Tunisian police arrested Fahem Boukadous, a widely respected critical journalist, on July 15. Before his arrest, Boukadous wrote an open letter from the hospital, where he was being treated for acute asthma. On the evening he was taken to Gafsa prison, his wife, Afaf Bennacer, wrote an article about what happened that has been circulated on multiple Arabic websites. Below is CPJ’s translation:
“Not for Sale”
A few hours after my husband was discharged from the hospital in Sousse, he received a phone call from Noureddine Ben Nticha, a former activist in the student movement who was imprisoned in the 1990s with my husband, Fahem Boukadous, in relation to the same case. Nticha called three times and insisted on meeting with my husband. We went out to meet him in a café in Sousse. This meeting was on Thursday, July 15, at 8:15 a.m. and there was a heavy security presence. We found him alone. He immediately began discussing the case, the ruling and its execution and the possibility of repealing it as well as granting my husband a national press card in return for writing a pardon request to the president, which he insisted be done in absolute secrecy and that the request be handwritten. He said there was a person parked and waiting outside the café who could explain the details of the “agreement.”
My husband responded by saying that he was an independent and internationally recognized journalist who was not interested in obtaining a national press card and that he could not accept such bargaining. At that point, Nticha made a sudden phone call. Someone named Burhan Bsaies walked into the café right after that call, shook our hands, sat down and started talking about my husband’s health, how it had deteriorated and that it was possible to treat him under better conditions and even abroad if necessary. He stood by the same offer and hinted to the financial benefits and good life my husband would receive. He also pointed out Fahem’s qualities, sincerity, and friendship with all civil society members. Fahem replied that he would not submit the request for pardon and that his freedom would be the fruit of the democratic movement’s strife at home and abroad.
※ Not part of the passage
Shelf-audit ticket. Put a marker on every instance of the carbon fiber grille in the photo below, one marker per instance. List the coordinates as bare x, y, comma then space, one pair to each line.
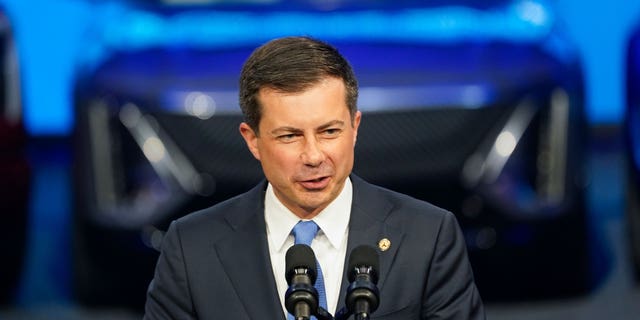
399, 146
214, 146
421, 145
On that note, Fahem ended the conversation and we left them in the café and went out.
Ironically, he was arrested by the political police in Sousse about half an hour after we left the café. It is in this fashion that the regime and its servants deal with the country’s free people, offering to buy their integrity and detach them from the people and their issues. I feel that it is my duty toward my country and people that I should expose them. Fahem entrusted this task to me before the police car took him away.